Going THROUGH a door into a room means you turn your back to the space you were outside the door. That leaves that area of space outside the room unwatched for a while unless you have people there to continue watching things for you. No duh. No one wants to be shot in the back.
Also, forward progress often stops if the number of people you have can only handle two directions at a time. What is forward progress? It is just how consistently you are searching the entire building for people with guns, without little breaks in your flow from either having to stop to wait for other team members, or various delaying logjams such as doors and passageways that make everyone want to stop and think.
Play an FPS to understand what I mean about that last one, because sometimes you turn a corner, and the scenario before you through your bullet-resistant, zero-reflection, quietized, combat goober goggles fills you with tactical dread. I’m sure people that actually train in room clearing share pictures of these places as jokes ( Aw FUCK no! -shudder- ).
This is why a lot of this crap is theoretically solved with a basic group size of 3 Soldiers, and then multiplying that number upwards. For a very small space, three soldiers allow one person to dip into a side door real quick while one faces forwards outside the room towards where they are going next, and the other keeps an eye on the direction they came from. This of course isn’t ideal at all, but becomes much safer once you have 3 small teams of 2 Soldiers for a total of 6 Soldiers. Multiply 3 Soldiers by 4, and you get 3 Fireteams of 4 Soldiers for a total of 12 Soldiers, and THIS design has interesting properties.

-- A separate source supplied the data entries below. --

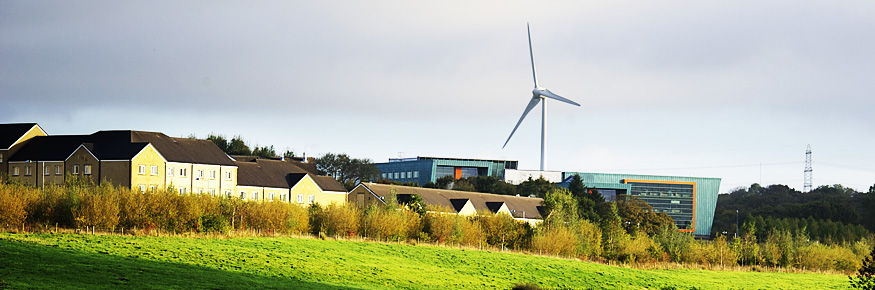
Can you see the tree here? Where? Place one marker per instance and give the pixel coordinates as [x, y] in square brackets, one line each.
[538, 187]
[264, 151]
[220, 141]
[560, 207]
[865, 278]
[238, 147]
[348, 171]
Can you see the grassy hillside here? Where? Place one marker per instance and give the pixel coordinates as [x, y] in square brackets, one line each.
[49, 261]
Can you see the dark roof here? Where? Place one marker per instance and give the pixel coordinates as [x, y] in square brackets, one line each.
[268, 173]
[279, 174]
[309, 166]
[182, 150]
[48, 148]
[437, 198]
[9, 133]
[328, 183]
[458, 203]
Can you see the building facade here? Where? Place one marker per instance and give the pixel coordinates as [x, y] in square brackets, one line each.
[689, 201]
[422, 170]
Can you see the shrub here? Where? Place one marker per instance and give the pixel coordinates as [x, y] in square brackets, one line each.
[12, 205]
[334, 220]
[865, 278]
[555, 241]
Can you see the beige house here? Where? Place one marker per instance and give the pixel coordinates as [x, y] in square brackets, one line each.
[11, 138]
[458, 202]
[264, 179]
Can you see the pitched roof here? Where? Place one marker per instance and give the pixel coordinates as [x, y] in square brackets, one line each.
[182, 150]
[328, 183]
[268, 173]
[10, 133]
[309, 166]
[48, 148]
[481, 201]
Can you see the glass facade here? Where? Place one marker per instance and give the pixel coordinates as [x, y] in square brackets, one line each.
[441, 171]
[674, 199]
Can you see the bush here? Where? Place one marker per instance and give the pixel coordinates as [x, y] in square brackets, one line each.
[334, 220]
[555, 241]
[13, 201]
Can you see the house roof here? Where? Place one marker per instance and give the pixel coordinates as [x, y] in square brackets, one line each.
[309, 166]
[48, 148]
[10, 133]
[328, 183]
[182, 150]
[456, 199]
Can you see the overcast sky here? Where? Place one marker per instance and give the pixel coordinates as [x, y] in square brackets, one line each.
[733, 89]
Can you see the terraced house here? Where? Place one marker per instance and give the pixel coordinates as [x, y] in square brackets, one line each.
[146, 161]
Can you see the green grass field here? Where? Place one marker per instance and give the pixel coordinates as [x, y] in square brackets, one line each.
[52, 261]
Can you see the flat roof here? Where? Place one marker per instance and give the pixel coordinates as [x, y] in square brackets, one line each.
[444, 158]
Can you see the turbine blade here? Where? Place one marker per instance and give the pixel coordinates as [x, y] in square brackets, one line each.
[532, 104]
[532, 55]
[549, 94]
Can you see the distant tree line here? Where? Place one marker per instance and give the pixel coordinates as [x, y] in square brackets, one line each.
[577, 223]
[828, 214]
[236, 146]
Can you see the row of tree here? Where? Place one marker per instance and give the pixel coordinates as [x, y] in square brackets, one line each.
[828, 214]
[568, 229]
[236, 146]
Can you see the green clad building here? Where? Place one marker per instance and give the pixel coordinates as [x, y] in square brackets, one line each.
[690, 201]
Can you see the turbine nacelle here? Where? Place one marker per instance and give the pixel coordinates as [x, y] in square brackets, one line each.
[539, 94]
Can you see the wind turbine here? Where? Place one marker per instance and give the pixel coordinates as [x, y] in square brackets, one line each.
[539, 94]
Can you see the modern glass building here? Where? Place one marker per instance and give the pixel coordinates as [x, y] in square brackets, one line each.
[428, 169]
[690, 201]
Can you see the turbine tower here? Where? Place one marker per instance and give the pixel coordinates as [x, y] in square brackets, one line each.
[807, 185]
[539, 94]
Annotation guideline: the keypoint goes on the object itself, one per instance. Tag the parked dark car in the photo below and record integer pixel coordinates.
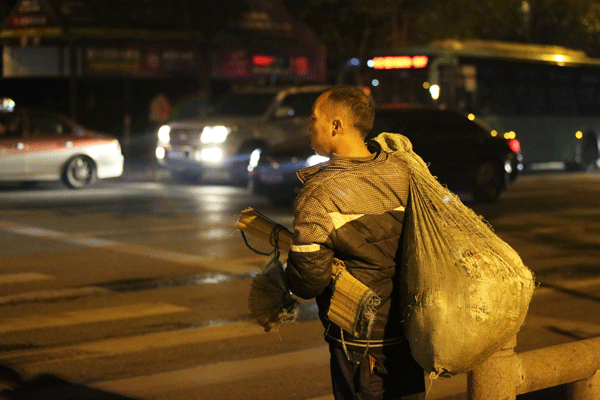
(467, 156)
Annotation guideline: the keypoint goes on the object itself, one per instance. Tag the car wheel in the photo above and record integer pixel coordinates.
(589, 153)
(80, 172)
(488, 183)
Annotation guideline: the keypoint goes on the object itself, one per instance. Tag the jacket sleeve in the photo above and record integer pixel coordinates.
(308, 270)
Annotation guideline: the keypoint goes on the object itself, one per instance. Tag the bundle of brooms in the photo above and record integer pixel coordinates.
(353, 305)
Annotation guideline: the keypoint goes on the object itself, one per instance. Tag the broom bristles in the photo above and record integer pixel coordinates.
(353, 304)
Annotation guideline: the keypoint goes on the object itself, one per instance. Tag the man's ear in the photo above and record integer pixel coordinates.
(337, 124)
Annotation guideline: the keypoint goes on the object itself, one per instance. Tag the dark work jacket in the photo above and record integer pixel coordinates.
(351, 209)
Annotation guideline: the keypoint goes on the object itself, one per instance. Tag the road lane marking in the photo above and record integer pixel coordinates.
(77, 317)
(23, 277)
(133, 344)
(44, 295)
(164, 382)
(244, 265)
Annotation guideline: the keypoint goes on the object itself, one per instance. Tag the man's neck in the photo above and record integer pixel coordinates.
(353, 150)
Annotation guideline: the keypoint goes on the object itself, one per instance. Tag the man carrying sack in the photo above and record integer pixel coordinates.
(352, 209)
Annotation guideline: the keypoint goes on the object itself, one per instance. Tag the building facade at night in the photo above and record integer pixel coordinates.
(103, 65)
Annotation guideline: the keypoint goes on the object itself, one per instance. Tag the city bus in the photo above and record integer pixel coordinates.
(547, 97)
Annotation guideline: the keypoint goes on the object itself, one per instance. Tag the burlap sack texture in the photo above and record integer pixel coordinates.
(465, 291)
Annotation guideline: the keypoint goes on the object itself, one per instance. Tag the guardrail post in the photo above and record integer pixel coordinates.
(496, 378)
(585, 389)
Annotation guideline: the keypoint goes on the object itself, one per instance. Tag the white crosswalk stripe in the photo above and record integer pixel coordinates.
(22, 277)
(87, 316)
(161, 384)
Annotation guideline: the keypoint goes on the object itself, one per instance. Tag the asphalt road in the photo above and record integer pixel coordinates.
(138, 288)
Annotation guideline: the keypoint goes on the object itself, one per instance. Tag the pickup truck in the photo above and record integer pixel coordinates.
(226, 144)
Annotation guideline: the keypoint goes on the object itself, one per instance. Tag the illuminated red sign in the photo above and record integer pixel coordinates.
(262, 61)
(400, 62)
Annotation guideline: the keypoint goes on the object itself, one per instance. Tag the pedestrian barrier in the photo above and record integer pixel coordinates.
(507, 374)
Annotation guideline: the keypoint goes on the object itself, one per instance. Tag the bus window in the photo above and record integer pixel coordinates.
(399, 87)
(588, 94)
(561, 100)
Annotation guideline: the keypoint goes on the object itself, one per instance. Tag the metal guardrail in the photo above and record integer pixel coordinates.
(507, 374)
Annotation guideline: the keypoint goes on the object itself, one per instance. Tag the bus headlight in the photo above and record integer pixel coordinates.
(214, 134)
(435, 91)
(164, 133)
(254, 159)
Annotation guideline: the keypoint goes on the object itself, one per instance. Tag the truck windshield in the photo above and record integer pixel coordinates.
(244, 104)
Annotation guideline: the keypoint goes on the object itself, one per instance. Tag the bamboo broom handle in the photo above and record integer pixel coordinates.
(256, 224)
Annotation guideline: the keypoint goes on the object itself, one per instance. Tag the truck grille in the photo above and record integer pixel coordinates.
(185, 136)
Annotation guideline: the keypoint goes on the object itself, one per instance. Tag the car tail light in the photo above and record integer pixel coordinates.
(514, 145)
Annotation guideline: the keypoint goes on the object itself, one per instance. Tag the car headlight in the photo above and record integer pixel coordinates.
(254, 159)
(164, 133)
(211, 154)
(214, 134)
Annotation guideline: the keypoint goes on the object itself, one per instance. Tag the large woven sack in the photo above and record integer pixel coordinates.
(465, 291)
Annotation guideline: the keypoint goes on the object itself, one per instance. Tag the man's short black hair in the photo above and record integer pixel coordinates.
(358, 103)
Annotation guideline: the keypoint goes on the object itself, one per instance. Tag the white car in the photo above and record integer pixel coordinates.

For instance, the same way you can multiply numbers of soldiers upwards, you can also divide them on the fly, even all the way back down to 2 Soldiers pinning, and 2 Soldiers going around to the side of the enemy, OR even just ONE Soldier pinning with the other going around the side.
A 12 Soldier size solves a lot of problems for a building like the one above, and with some sort of theory founded in a whole lot of practice clearing spaces like it, you would end up with a matured theory of very quickly and methodically moving through the entire space without many logjams, covering all directions of threat, and knowing how to subdivide the 12 Soldiers you have available in order to solve all those sh*tty little floor layout problems.